FRÁGIL >> Allyne Fiorentino

 

Ela estava sentada na mesa ao lado no restaurante, em um ângulo em que poderia vê-la perfeitamente de frente. Gesticulava como um regente de orquestra enquanto conversava com o marido. Ele, eu quase não conseguia ouvir, então a história ficou pela metade, fiquei sem entender o lado daquele pequenino homem que se apequenava a cada palavra dita pela sua mulher.

A verdade é que a história não me interessava muito, parecia uma coisa doméstica qualquer, sem muitas surpresas: uma mulher que tenta gerenciar as resoluções mal feitas de seu companheiro, apontando uma análise bem feita das consequências de seus atos impensados... um típico casal. Nada demais.

O que me chamou atenção mesmo foi a beleza da mulher. E que raro isso me chamar atenção, tanto a ponto de eu reparar nos detalhes de seu corpo, que talvez nem mesmo seu marido reparava mais. Tinha uma pele branca pálida, com bastante viço, apesar de parecer ter uns 40 e tantos anos. Sobrancelha bem feita, grossa e escura, como seus cabelos pretos, que combinavam perfeitamente com ela. Uma boca bem desenhada, olhos misteriosos, uma bela mulher.

Bem mais alta do que eu. Reparei quando ela se levantou para se servir. Reparei também nas roupas, uma saia comprida, até os tornozelos e uma camisa de manga comprida arrumada por dentro da saia, scarpin no pé, tudo isso juntamente ao tamanho do cabelo indicava que ela era evangélica. Mas não uma evangélica fofa. Não... ela bem poderia ser uma sargento de um grupo de evangélicas se quisesse.

A maneira como ela falava alto e levava a comida à boca ao mesmo tempo e gesticulava forte com a mão, apontando o indicador para todos os lados, parecia mesmo estar pregando em um culto, como bispa, ou seja lá o nome que dão a elas.

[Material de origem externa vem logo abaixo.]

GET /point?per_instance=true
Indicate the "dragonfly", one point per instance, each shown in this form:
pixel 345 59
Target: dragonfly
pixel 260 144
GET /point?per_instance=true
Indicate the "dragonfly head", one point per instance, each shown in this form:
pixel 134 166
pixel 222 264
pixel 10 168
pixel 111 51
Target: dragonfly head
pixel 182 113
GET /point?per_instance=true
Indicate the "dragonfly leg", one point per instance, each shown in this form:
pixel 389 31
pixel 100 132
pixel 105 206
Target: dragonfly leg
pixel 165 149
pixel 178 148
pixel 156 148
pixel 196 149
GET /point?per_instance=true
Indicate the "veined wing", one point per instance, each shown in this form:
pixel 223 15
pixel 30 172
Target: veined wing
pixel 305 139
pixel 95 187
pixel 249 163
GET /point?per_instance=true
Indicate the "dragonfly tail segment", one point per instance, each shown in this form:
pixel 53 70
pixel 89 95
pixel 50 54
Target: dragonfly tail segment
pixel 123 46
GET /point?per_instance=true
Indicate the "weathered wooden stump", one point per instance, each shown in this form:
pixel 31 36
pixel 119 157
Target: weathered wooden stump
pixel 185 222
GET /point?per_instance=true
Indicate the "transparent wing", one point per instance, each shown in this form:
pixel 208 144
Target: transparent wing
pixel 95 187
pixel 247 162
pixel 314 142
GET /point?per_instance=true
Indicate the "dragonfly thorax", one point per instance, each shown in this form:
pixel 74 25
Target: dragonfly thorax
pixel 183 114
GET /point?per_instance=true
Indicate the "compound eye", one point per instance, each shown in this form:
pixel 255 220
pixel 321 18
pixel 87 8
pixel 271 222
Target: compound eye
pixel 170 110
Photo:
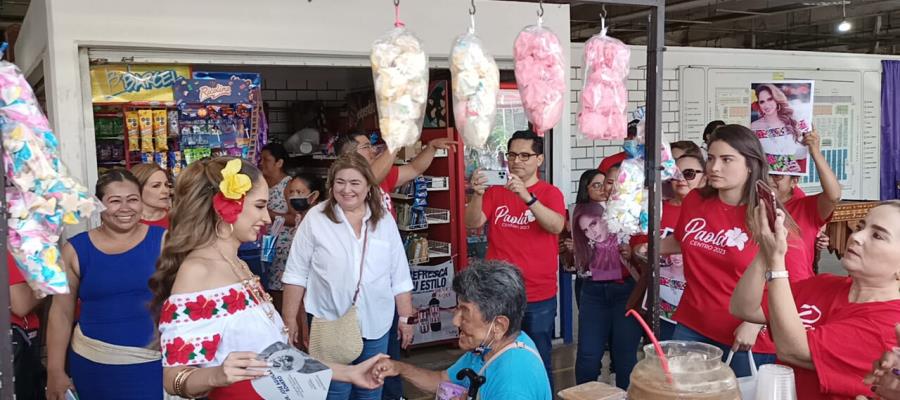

Grosseiramente linda. Parecia haver ali embaixo das saias uma guerreira viking espertamente querendo se passar por moça do lar. Seu homem seguia falando baixinho e circunspecto.

E eu, feminista declarada e operante, ali ao lado levava meu garfo à boca com a delicadeza das mulheres aristocratas, agradecia ao garçom falando baixo, com um sorriso afável e educado, arrumava o talher na posição correta da etiqueta, indicando que havia terminado o prato. Eu... Recatada e do lar?     

Comentários

Nadia Coldebella disse…
Oi, Allyne! É interessante como as vezes nos prendemos a estereótipos, a crenças sobre o q deve ser uma coisa ou outra, e procuramos colocar as personalidades e temperamentos nestas caixinhas. Mas temperamento e personalidade transbordam. Eu tbm sou feminista declarada, geralmente sou muito educada, mas mas não suporto esses temperamentos autoritários e arrogantes, seja de onde vier. Homem ou mulher. E não tem nada haver com personalidade, crença ou rotulo. Acho que falta respeito humano. Esse marido sofre, acho. Crônica observacional muito interessante!
Zoraya Cesar disse…
A capacidade de nos fazer antipatizar com um personagem sem dizer q ele é isso ou aquilo, só descrevendo uma cena. Amei o final, podemos ser vikings sob uma capa de educação e boas maneiras. Essa necessidade que algumas pessoas (a maioria, hoje em dia, infelizmente) têm de esfregar na cara dos outros quem elas são ou como querem ser vistas é absolutamente irritante. E, mais uma vez , bem-vinda!
Albir disse…
Arrogância e grosseria poluem, estragam o ambiente. Isso deveria ser tratado na COP-30.